Beefy Boxes and Bandwidth Generously Provided by pair Networks
Keep It Simple, Stupid
 
PerlMonks  

Parsing a file with parentheses to build a hash

by xcellsior (Novice)
on Nov 13, 2014 at 15:45 UTC ( #1107117=perlquestion: print w/replies, xml ) Need Help??

xcellsior has asked for the wisdom of the Perl Monks concerning the following question:

Hello all,

I wrote a parser for an old kicad brd file a while back that reads all the file contents into a hash so I can make what ever mods to the file that my mind sees fit. Recently, the Kicad maintainers moved to a new format that is compartmentalized with parentheses. The content is basically the same, but the format is a total change. I've just started to think about the best way to parse the file into the same hash structures so the data manipulation on the backend doesn't need to change too much. In an ideal world this is what I would like to happen:

File foo.kicad_pcb:

( (SECTION (Section_KEY Value1) (Another_KEY1 Value2) (KEY2 value3) (KEY3 Value4)) (NEW_SECTION (SUB_SECTION (KEY4 Value5)) (NEW_SUB_SECTION (KEY5 Value6) ) ) )

Perl Hash would look like this:

open ( BRD, "<foo.kicad_pcb") or die("ha ha"); while (<BRD>) { my $new_line = $_; chomp; // magic happens here where a has get filled in like this $DATA_HASH{SECTION}{Section_KEY} = Value1; $DATA_HASH{SECTION}{Another_KEY1} = Value2; $DATA_HASH{SECTION}{KEY2} = Value3; $DATA_HASH{SECTION}{KEY3} = Value4; $DATA_HASH{NEW_SECTION}{SUB_SECTION}{KEY4} = Value5; $DATA_HASH{NEW_SECTION}{NEW_SUB_SECTION}{KEY5} = Value6;

I've looked at a perl module called Text::Balanced but can't seem to make it do what I need (I think my brain stopped working about an hour ago). Anyway, I'm reaching out to see if someone might be able to point me in a better direction. It just seems like there should be an elegant way to do this with out counting parentheses and tracking every thing... aka not the way I would do it in C...

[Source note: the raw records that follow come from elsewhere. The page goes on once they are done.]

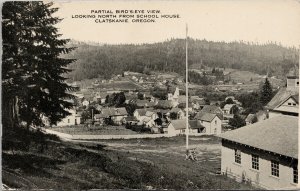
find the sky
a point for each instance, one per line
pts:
(258, 21)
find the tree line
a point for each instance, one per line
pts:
(169, 56)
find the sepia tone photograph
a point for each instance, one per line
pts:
(150, 95)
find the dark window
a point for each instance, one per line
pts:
(255, 162)
(237, 156)
(295, 174)
(275, 168)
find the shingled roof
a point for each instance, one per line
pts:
(282, 95)
(205, 116)
(278, 135)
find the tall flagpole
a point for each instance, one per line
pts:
(186, 90)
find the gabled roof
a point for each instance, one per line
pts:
(278, 135)
(228, 106)
(142, 103)
(179, 124)
(182, 99)
(250, 117)
(205, 116)
(175, 110)
(106, 112)
(282, 95)
(211, 109)
(130, 118)
(165, 103)
(141, 112)
(149, 113)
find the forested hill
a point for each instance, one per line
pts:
(102, 60)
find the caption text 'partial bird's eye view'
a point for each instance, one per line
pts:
(184, 95)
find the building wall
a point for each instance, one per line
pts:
(212, 127)
(291, 83)
(261, 177)
(289, 106)
(72, 119)
(172, 131)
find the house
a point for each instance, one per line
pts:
(251, 118)
(213, 109)
(176, 127)
(268, 158)
(145, 117)
(174, 97)
(144, 103)
(73, 119)
(286, 100)
(131, 120)
(228, 108)
(210, 123)
(103, 96)
(179, 113)
(164, 104)
(118, 114)
(115, 114)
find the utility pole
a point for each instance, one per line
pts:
(186, 90)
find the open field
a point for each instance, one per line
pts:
(114, 164)
(96, 130)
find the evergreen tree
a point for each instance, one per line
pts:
(237, 121)
(32, 65)
(266, 92)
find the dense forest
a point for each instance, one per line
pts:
(104, 60)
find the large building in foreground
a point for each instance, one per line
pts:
(286, 101)
(264, 153)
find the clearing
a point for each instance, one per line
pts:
(118, 164)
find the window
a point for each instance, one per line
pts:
(295, 174)
(275, 168)
(255, 162)
(237, 156)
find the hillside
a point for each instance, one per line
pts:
(105, 60)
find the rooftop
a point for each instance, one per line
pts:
(282, 95)
(278, 135)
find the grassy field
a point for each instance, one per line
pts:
(96, 130)
(115, 164)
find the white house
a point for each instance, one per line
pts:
(73, 119)
(210, 122)
(264, 154)
(146, 117)
(177, 127)
(228, 108)
(286, 100)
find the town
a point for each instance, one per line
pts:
(206, 101)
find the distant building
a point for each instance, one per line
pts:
(286, 101)
(73, 119)
(264, 153)
(228, 108)
(213, 109)
(114, 114)
(250, 119)
(210, 123)
(176, 127)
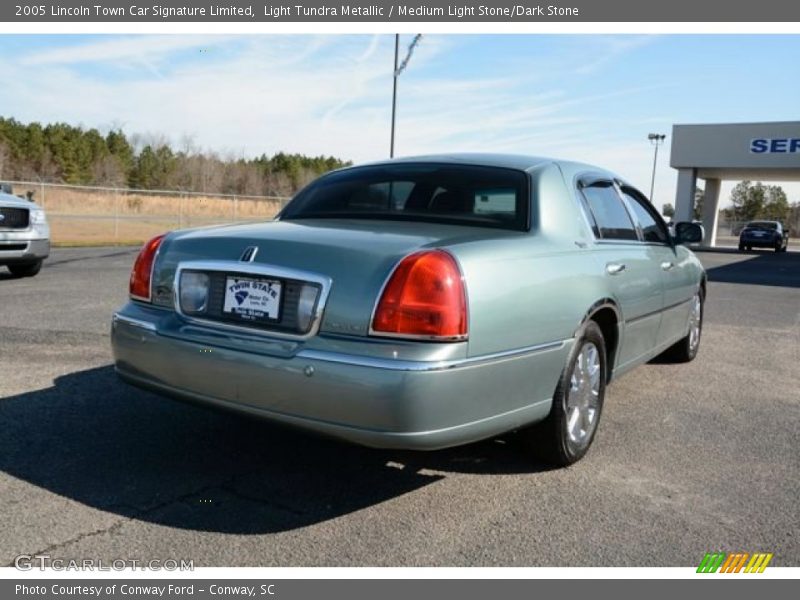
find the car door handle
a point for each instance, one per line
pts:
(615, 268)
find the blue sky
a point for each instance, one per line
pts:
(583, 97)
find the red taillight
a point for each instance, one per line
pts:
(424, 297)
(143, 269)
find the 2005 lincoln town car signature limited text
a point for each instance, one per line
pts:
(420, 303)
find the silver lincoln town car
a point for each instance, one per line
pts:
(420, 303)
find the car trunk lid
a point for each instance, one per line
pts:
(357, 256)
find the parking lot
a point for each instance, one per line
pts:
(688, 459)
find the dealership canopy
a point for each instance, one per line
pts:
(754, 151)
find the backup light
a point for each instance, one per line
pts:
(194, 292)
(424, 298)
(306, 306)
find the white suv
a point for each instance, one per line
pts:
(24, 235)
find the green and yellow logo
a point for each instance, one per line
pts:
(734, 562)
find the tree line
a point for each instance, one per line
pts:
(63, 153)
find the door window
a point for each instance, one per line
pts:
(611, 218)
(653, 228)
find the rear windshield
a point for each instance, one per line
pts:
(469, 195)
(762, 225)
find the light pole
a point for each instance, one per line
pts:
(656, 139)
(394, 91)
(398, 69)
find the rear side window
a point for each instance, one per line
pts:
(611, 219)
(458, 194)
(653, 229)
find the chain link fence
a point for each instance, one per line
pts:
(90, 215)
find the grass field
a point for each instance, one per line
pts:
(94, 217)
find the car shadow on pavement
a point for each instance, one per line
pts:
(95, 440)
(761, 268)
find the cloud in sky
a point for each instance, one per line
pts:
(584, 97)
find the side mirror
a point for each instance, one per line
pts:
(688, 233)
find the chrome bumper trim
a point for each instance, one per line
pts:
(357, 360)
(422, 365)
(117, 317)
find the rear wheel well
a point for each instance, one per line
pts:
(606, 319)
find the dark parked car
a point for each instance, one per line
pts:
(764, 234)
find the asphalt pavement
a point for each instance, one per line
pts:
(688, 459)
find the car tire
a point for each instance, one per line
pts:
(565, 436)
(25, 269)
(686, 349)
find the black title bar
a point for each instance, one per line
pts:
(308, 11)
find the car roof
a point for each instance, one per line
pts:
(522, 162)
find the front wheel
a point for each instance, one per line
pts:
(564, 437)
(686, 349)
(25, 269)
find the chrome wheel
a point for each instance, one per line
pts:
(695, 318)
(582, 401)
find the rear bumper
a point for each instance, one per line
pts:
(422, 405)
(15, 248)
(760, 242)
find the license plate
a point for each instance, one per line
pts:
(252, 299)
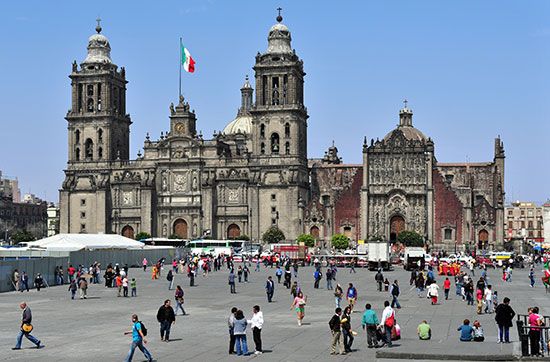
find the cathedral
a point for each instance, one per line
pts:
(255, 174)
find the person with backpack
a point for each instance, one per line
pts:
(166, 317)
(387, 323)
(170, 278)
(138, 332)
(336, 330)
(395, 295)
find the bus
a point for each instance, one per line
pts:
(215, 247)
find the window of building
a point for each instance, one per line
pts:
(89, 149)
(275, 143)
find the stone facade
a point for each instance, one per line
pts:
(255, 173)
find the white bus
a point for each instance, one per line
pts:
(215, 247)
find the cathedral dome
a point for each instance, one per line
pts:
(241, 124)
(99, 49)
(406, 128)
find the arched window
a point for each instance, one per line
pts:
(275, 143)
(90, 106)
(89, 149)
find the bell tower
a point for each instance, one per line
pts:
(99, 128)
(280, 117)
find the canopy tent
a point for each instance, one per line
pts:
(73, 242)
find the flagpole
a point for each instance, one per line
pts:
(180, 65)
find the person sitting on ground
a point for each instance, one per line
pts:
(478, 332)
(424, 331)
(466, 331)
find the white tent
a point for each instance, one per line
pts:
(73, 242)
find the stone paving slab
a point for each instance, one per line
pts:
(92, 329)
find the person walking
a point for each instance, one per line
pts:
(231, 280)
(370, 324)
(387, 323)
(338, 294)
(379, 278)
(395, 294)
(231, 326)
(347, 332)
(335, 325)
(38, 282)
(178, 296)
(239, 330)
(166, 317)
(26, 328)
(138, 333)
(351, 294)
(170, 278)
(299, 303)
(257, 323)
(269, 289)
(504, 315)
(446, 287)
(83, 288)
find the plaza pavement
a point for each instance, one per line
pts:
(92, 329)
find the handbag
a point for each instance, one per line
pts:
(27, 328)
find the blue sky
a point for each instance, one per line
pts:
(470, 69)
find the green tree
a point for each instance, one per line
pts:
(273, 235)
(307, 239)
(410, 238)
(340, 241)
(21, 236)
(142, 235)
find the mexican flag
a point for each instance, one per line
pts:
(186, 60)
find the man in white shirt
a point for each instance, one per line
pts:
(488, 294)
(257, 322)
(387, 323)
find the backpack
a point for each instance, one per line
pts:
(143, 329)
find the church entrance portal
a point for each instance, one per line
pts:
(128, 231)
(180, 228)
(397, 225)
(233, 231)
(483, 239)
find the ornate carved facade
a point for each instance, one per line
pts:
(255, 173)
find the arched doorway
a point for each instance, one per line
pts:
(314, 231)
(483, 239)
(397, 225)
(180, 228)
(128, 231)
(233, 231)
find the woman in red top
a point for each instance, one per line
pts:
(447, 287)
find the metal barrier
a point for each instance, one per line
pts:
(525, 337)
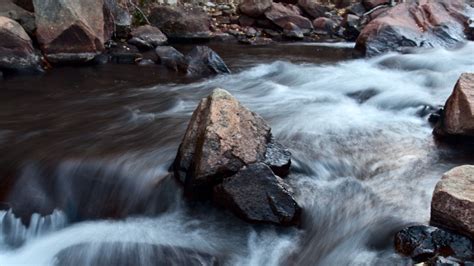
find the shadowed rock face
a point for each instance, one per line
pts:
(181, 23)
(425, 23)
(255, 194)
(126, 254)
(452, 206)
(458, 117)
(254, 8)
(427, 244)
(16, 49)
(70, 31)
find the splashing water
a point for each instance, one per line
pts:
(365, 163)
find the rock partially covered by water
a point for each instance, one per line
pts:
(147, 37)
(428, 244)
(171, 58)
(255, 8)
(255, 194)
(70, 31)
(424, 23)
(16, 49)
(181, 23)
(458, 116)
(137, 254)
(203, 61)
(230, 149)
(452, 206)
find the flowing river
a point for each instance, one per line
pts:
(364, 159)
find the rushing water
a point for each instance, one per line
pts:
(365, 162)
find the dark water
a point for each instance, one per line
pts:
(98, 141)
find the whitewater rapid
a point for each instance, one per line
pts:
(365, 163)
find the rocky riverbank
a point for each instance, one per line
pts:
(39, 35)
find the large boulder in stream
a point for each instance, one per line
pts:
(69, 30)
(16, 48)
(128, 254)
(423, 23)
(458, 117)
(430, 244)
(226, 143)
(184, 23)
(452, 206)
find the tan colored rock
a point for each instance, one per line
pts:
(458, 118)
(452, 206)
(70, 30)
(222, 137)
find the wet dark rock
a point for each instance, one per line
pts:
(313, 8)
(254, 8)
(357, 9)
(67, 32)
(369, 4)
(147, 37)
(363, 95)
(282, 15)
(203, 61)
(16, 48)
(452, 206)
(425, 24)
(255, 194)
(129, 253)
(278, 158)
(424, 243)
(118, 20)
(291, 31)
(25, 4)
(25, 18)
(181, 23)
(171, 58)
(246, 21)
(124, 54)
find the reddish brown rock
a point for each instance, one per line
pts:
(222, 137)
(452, 206)
(282, 15)
(369, 4)
(458, 116)
(16, 49)
(314, 8)
(424, 23)
(181, 22)
(254, 8)
(147, 37)
(70, 31)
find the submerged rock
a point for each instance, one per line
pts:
(70, 31)
(254, 8)
(136, 254)
(181, 23)
(147, 37)
(16, 48)
(255, 194)
(426, 244)
(452, 206)
(228, 153)
(203, 61)
(171, 58)
(424, 23)
(458, 116)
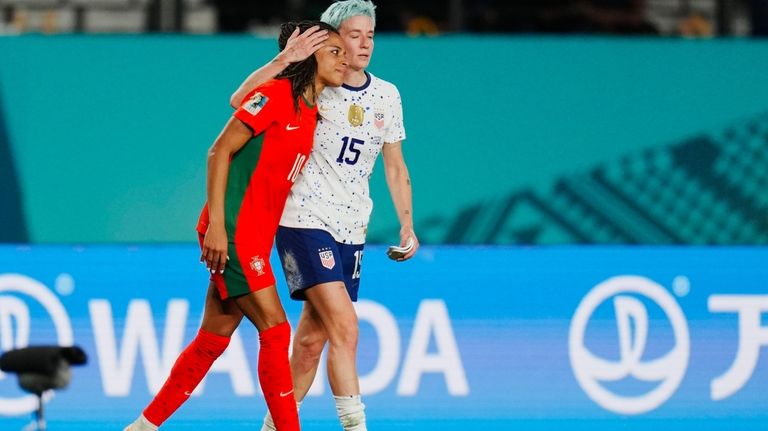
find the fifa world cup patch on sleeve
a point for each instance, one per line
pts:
(255, 103)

Replies are listed 'Best First'.
Re: Parsing a file with parentheses to build a hash
by RichardK (Parson) on Nov 13, 2014 at 16:29 UTC

    It looks like a simple grammar so I'd use a recursive descent parser, Parse::RecDescent for one.

    This is just a example off the top of my head and completely untested.

    start : '(' section(s) ')' section : '(' id entry(s) ')' entry : '(' section | keypair ')' keypair : '(' key value ')'

    Update

    Looking at this again, entry shouldn't have those terminal brackets -- it would only parse sections like '(id ((key value))', so just

    entry : section | keypair

    (I did say this was just off the top of my head !)

      Oh, quick question. Will I need to barf the entire file into a single var or is there another way to do this? Ex:
      #!/path_to_perl use Parse::RecDescent; $::RD_ERRORS = 1; #Parser dies when it encounters an error $::RD_WARN = 1; #Enable warnings - warn on unused rules &c. $::RD_HINT = 1; # Give out hints to help fix problems. my $grammar = <<'END_OF_GRAMMAR'; # What you said... start : '(' section(s) ')' section : '(' id entry(s) ')' entry : '(' section | keypair ')' keypair : '(' key value ')' END_OF_GRAMMAR my $text; while (<BRD>) { my $new_line = $_; chomp; $text = "$text $new_line"; } my $parser = Parse::RecDescent->new($grammar) or die "Ha Ha, something + is wrong with the syntax, good luck finding the issue!\n"; defined $parser->section($text) or die "It helps if there is a section + to find...";

      I'm just writing, I havent tested anything yet, so I'm sure there are a few issues still in my understanding:) Starting to read Why won't this basic Parse::RecDescent example work?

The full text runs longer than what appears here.